Police say the gun used in the shooting was recovered deep inside a large storm drain in woods west of 9500 Washington Boulevard. They believe Prather may have been hiding in the same storm drain Wednesday night because officers found items in the pipe that suggest he spent the night there.

Prather surrendered to police on Thursday morning after a local mechanic reported seeing him along Route 1. Prather was taken to Shock Trauma for treatment of the gunshot wound to the leg he suffered the previous night. 

Thursday night, we learned the 29-year-old had been charged with theft in June 2006 before police say he showed up to a family member's house, pointed a gun and fired a few bullets at his family. Prather was charged with attempted murder, then pleaded to two counts of 1st-degree assault. He was sentenced to 20 years total, 10 years of which were suspended. He was serving two 5-year sentences concurrently, and got about 3 years through that when he went into a drug treatment program.

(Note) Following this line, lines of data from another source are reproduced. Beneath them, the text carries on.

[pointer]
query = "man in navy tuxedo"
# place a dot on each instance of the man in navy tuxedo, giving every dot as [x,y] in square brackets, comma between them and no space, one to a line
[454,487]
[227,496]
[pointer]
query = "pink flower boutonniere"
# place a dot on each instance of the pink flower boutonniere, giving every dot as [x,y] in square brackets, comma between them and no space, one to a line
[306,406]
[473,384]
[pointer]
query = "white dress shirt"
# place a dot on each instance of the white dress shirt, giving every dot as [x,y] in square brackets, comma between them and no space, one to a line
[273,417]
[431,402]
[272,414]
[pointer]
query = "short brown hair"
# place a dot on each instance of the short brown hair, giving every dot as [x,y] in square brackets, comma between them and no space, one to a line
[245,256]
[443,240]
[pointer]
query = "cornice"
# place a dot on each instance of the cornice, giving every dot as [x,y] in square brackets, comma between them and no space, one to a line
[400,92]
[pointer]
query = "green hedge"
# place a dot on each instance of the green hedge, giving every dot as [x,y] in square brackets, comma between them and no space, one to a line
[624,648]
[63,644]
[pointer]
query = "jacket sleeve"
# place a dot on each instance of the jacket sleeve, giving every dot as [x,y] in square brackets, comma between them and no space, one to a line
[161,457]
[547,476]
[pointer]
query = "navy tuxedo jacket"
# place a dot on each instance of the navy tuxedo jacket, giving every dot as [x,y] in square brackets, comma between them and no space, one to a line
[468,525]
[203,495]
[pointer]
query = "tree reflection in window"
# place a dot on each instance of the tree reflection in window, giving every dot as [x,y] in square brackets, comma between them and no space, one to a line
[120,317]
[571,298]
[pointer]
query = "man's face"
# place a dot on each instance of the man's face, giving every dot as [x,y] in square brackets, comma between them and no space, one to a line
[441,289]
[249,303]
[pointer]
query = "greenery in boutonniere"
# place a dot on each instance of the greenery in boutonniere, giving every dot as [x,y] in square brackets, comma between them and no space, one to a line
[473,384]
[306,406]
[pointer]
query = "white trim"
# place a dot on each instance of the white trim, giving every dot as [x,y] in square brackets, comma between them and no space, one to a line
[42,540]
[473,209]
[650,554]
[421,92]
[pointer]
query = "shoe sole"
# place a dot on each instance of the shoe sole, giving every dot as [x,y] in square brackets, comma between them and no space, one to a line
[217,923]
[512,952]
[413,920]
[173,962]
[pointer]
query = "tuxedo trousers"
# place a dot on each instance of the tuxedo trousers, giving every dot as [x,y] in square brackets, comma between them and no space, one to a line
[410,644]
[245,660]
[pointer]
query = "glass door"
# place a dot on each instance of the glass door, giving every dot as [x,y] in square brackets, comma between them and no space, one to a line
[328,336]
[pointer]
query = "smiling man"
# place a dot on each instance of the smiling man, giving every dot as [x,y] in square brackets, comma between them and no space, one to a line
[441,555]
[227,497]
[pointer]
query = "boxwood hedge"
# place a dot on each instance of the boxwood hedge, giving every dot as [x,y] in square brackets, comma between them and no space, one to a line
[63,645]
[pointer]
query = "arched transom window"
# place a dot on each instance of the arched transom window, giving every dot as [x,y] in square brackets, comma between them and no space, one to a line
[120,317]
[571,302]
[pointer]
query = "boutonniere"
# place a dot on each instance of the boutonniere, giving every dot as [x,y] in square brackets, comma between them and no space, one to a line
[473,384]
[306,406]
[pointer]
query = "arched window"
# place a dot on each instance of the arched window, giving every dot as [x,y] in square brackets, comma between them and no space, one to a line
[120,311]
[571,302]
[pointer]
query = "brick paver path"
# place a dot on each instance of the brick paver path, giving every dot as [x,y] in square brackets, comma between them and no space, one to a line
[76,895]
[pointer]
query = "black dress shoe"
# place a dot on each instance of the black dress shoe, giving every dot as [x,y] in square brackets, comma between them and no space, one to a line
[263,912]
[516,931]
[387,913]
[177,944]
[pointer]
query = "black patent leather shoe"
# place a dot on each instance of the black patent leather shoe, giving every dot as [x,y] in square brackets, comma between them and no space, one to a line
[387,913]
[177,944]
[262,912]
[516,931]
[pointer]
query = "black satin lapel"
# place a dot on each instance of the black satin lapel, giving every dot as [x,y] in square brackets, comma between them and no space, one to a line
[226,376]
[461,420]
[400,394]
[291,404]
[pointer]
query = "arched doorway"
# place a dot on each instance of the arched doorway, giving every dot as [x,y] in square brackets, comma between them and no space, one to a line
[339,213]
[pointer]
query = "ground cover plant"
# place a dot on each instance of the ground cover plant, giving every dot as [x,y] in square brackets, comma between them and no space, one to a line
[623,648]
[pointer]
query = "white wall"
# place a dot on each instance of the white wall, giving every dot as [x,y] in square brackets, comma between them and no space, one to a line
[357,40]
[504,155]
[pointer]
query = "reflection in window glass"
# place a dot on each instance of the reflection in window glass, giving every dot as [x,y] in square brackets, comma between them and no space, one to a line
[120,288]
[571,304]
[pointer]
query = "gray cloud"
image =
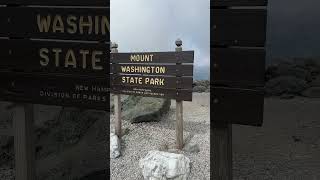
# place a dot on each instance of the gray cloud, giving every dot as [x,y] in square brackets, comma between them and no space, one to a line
[154,25]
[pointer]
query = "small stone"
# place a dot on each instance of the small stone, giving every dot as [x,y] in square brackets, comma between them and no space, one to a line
[158,165]
[312,92]
[114,146]
[192,148]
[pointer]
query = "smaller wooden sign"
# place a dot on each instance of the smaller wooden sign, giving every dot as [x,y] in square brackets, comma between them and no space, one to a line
[155,69]
[240,67]
[237,106]
[238,27]
[153,81]
[223,3]
[57,2]
[178,94]
[153,57]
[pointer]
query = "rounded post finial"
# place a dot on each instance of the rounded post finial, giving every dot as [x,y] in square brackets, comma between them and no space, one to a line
[179,42]
[114,45]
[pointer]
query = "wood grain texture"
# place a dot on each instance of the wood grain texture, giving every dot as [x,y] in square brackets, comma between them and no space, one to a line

He was placed on probation from December 2007 to December 2012. WFMY in North Carolina reported that Prather was arrested in 2011 in North Carolina, while he was on probation. Police tried to pull him over, he crashed his car, got out and ran. Later, police found him in a home, and he was charged with breaking and entering among other charges.

Law enforcement expert Ed Clark told us that "there was a breakdown where they did not notify the Maryland Department of Parole and probation officers."